The British occupation of Kohima was a landmark in the history of the British colonisation of Naga Hills Broadly speaking. the history of British colonisation may be divided into several periods: The period of control from without conducted by a system of expeditions; the period of interference; and the period of control from within, merging into gradul absorption into British territory.
The British colonisation of Naga territory gradually brought about certain changes in the administration of the Nagas while leaving them to administer their villages according to their respective customs and traditions. This book is a study of the British Colonization and the restructuring of the Naga polity.
N. VENUH is Professor in the Department of History and Archeaology, Nagaland University, Kohima. He is the former Dean of the School of Social Sciences, Nagaland Univerity. He has published another two books entitled "Continuity and Change in the Naga Society and "People, Heritage and Oral History of Naga".

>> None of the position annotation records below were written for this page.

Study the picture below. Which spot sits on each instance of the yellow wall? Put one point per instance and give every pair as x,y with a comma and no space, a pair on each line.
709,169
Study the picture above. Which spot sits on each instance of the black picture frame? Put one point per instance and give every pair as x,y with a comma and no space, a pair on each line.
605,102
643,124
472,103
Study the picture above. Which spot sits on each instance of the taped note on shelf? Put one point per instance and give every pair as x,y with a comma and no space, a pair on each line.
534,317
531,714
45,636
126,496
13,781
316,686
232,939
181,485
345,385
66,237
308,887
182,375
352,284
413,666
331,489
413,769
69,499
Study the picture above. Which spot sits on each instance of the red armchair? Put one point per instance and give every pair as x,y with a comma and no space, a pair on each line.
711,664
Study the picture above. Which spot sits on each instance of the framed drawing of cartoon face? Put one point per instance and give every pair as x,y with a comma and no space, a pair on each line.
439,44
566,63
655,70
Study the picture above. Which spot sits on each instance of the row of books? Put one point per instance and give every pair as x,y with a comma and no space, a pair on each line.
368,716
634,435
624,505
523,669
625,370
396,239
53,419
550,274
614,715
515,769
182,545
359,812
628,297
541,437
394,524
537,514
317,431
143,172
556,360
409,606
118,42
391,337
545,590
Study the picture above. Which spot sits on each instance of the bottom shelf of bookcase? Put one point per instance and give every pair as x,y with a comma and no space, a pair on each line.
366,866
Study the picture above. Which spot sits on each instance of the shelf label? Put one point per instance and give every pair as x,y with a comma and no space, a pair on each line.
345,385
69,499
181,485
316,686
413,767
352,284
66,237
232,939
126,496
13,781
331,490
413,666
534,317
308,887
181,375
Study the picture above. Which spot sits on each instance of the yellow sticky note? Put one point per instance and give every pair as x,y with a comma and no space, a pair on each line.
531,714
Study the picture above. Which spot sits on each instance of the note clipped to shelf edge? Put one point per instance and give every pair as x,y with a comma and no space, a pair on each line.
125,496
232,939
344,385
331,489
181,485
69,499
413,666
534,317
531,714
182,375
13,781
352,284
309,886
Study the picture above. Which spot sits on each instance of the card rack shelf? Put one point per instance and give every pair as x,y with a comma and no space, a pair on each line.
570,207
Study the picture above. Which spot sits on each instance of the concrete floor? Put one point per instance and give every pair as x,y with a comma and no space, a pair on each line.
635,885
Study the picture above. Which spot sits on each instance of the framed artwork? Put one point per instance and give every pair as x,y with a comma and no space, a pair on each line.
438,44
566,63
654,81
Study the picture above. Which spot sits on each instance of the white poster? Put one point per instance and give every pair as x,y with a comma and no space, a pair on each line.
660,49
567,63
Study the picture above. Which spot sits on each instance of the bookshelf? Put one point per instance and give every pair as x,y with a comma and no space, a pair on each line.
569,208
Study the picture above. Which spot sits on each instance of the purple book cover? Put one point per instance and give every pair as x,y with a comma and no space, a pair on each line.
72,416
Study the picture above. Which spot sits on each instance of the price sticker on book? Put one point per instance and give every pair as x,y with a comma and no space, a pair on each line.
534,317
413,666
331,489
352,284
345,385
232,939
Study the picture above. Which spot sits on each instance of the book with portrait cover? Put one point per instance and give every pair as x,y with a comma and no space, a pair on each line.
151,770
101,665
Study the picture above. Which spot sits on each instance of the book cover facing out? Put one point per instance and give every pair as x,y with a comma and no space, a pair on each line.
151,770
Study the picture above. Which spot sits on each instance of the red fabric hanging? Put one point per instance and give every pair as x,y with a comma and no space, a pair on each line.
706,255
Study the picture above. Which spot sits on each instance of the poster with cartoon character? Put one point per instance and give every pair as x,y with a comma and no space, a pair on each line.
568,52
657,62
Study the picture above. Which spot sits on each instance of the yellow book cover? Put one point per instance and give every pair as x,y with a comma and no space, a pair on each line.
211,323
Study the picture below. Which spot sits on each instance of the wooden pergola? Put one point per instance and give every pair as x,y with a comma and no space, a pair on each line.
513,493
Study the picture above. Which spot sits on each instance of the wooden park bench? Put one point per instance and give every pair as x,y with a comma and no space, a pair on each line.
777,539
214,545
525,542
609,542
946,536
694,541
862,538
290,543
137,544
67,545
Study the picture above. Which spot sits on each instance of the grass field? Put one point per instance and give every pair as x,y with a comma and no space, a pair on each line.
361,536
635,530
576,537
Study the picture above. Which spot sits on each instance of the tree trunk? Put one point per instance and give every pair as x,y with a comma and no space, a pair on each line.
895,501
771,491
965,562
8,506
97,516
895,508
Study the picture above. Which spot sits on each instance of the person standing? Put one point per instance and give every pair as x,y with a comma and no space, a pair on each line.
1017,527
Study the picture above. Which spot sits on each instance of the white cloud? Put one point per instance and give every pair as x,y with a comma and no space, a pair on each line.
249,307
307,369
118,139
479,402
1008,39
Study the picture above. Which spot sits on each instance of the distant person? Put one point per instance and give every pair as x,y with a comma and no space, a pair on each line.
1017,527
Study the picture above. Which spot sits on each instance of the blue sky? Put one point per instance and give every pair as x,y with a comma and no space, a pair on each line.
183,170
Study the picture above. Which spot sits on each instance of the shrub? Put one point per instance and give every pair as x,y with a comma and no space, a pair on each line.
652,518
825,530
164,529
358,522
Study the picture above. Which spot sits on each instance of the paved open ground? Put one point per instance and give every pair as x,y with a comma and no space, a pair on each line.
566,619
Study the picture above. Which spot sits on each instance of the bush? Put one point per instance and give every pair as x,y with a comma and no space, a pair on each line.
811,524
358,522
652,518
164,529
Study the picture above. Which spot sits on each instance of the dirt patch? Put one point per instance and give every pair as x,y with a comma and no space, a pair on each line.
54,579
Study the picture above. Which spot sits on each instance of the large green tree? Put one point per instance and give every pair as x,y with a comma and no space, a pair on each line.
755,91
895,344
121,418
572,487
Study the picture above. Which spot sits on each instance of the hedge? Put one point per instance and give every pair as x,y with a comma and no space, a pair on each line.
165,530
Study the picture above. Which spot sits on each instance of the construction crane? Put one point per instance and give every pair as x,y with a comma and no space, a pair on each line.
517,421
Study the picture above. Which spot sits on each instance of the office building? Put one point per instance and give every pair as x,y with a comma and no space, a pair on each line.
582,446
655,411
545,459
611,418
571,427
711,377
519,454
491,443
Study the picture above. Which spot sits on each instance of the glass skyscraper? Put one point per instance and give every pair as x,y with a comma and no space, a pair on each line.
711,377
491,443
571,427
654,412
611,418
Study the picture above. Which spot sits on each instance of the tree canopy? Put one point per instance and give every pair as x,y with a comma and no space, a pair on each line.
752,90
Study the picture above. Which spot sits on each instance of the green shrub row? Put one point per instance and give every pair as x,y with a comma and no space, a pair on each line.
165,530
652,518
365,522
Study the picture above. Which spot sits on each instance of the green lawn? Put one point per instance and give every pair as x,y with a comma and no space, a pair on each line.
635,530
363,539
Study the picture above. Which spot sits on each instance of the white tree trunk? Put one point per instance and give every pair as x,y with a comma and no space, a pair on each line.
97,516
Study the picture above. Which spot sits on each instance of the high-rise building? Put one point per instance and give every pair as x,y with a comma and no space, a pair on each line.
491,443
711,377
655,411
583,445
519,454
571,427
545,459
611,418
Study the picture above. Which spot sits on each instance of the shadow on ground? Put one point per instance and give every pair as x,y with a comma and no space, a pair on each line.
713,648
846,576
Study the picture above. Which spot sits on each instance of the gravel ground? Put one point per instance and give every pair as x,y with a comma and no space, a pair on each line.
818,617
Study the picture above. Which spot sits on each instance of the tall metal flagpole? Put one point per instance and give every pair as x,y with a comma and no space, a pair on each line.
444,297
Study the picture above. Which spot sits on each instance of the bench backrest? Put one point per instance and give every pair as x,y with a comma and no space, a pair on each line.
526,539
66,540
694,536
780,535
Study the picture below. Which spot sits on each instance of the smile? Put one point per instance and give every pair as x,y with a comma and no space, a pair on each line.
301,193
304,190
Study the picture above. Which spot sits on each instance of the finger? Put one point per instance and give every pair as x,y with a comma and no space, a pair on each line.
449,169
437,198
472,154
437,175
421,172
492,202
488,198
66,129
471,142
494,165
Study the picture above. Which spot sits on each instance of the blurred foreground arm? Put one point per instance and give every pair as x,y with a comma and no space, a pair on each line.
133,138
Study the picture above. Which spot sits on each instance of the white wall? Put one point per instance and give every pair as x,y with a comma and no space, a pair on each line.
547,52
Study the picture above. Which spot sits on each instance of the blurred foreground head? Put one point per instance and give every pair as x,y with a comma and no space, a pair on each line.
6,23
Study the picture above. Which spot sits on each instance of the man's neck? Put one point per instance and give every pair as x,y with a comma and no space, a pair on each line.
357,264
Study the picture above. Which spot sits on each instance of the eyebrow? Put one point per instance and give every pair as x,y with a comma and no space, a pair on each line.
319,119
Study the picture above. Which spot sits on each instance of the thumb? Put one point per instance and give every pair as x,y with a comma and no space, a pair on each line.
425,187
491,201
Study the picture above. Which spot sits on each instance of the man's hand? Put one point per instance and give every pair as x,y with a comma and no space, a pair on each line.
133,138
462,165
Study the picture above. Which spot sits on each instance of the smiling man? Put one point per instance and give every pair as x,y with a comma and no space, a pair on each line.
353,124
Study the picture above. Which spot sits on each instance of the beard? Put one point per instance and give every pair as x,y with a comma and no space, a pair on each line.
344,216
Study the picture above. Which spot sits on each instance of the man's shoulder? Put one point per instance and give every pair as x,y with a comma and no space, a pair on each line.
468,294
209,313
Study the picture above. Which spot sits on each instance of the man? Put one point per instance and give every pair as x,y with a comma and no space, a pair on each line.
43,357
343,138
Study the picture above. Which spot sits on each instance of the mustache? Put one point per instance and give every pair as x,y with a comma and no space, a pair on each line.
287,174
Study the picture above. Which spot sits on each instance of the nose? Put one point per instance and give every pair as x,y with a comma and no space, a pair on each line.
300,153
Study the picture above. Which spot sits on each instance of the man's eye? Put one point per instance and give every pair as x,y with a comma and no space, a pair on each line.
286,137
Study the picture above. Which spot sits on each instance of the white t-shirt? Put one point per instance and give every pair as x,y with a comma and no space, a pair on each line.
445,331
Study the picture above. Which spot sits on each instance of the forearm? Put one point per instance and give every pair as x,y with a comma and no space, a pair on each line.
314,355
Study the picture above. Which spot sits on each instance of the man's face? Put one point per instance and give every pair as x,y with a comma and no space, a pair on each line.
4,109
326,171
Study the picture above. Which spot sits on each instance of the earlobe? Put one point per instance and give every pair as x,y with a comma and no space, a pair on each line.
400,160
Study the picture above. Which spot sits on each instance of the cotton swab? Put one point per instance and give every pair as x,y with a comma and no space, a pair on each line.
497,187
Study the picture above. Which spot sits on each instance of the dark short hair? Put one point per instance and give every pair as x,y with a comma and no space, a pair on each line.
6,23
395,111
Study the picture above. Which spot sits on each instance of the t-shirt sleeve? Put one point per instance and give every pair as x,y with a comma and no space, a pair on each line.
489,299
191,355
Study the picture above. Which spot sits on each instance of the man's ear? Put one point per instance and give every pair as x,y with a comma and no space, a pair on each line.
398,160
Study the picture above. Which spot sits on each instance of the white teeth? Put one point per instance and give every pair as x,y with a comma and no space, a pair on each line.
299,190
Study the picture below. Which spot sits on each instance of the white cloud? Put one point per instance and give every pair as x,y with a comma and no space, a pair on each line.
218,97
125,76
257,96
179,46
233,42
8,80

By occupying Assam in the Anglo-Burmese War of 1824- 26, the British had stepped into the shoes of the Ahom ruling power that had maintained its age-old relations with the hill people. One of them was the Nagas, who had been occupying a very wide belt of hilly country from the upper Buri-Dihing to the upper Doyang regions on the south-eastern border. Divided into fifteen tribes, the Nagas were then known to the plains people by a variety of local names. Several Naga tribes inhabiting near the border visited the plains for bartering their products or transacting business of political nature with the Ahom government. Occasionally, for various reasons, such relations turned sour leading to raids on the plain villages by the Nagas and the consequent punitive military expeditions by the Ahom army against the erring tribe. On the whole, the Ahoms being a regional power confined to the Brahmaputra valley did not interfere, even for once, in the internal administration of the Naga tribes, nor did they occupy any portion of their hills. Without any outside interference the Nagas had retained their age-old polity, customs and traditions, beliefs and the customary laws.
Before the British colonization of the Naga Hills, the Nagas had their own form of polity based on their age-old experience, customs and traditions. Each village being an independent political unit had its own administrative mechanism. Any problem in the village, of whatever nature and degree of seriousness, was settled by a council either of the village elders or by the chief assisted by a council without reference to any other sovereign power. The political authority of each council in the village was absolutely independent and supreme; and here lies the significance of the Naga polity.
The colonization of the British had brought into existence a completely new situation in the region. In building their colonial empire during the nineteenth century, the colonial administrators seized every opportunity to extend their influence or political authority.